Contract cheating legislation: it’s the for-profit providers the government wants caught  

The government’s bill was introduced into parliament yesterday

It primarily targets commercial providers.

Why it’s needed: “Providing an academic cheating service … undermines the integrity of Australia’s higher education system and can have serious consequences,” the explanatory memorandum for the Bill states.

What it does: There are “serious consequences” for people convicted as well. Commercial providers could cop a custodial sentence. Non-commercial help can carry a fine of “500 penalty units.” A Commonwealth “penalty unit” is presently $210, making the fine $105 000 in real money.
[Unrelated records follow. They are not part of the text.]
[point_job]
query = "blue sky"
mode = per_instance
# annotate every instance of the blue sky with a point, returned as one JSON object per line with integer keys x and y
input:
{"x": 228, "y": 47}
Who is not prime targets:  Critics have warned the legislation can unreasonably capture family and friends helping with a students’ assignment, (CMM July 1). But people proofing somebody else’s work will not be a top priority. The Tertiary Education Quality and Standards Agency will investigate contract cheating and CEO Anthony McClaran says “it has neither the resources nor intention to approach the problem in this way.” (CMM November 28). Plus, the bill applies to “undertaking of work for students (which) forms a substantial part of, an assessment task that students are required to personally undertake.”

How substantial is substantial:   The explanatory memorandum spells it out “In practice, this means that incidental or inconsequential assistance, advice or example answers that might be offered to a student are not at risk of being captured by the new offence provisions. Any assistance that did not change the intent or meaning of the student’s work would not be prohibited by the Bill. For example, while editing of a student’s work by a third party might be prohibited by institutional policy, it would not be prohibited by the Bill so long as it didn’t represent a substantial part of the work.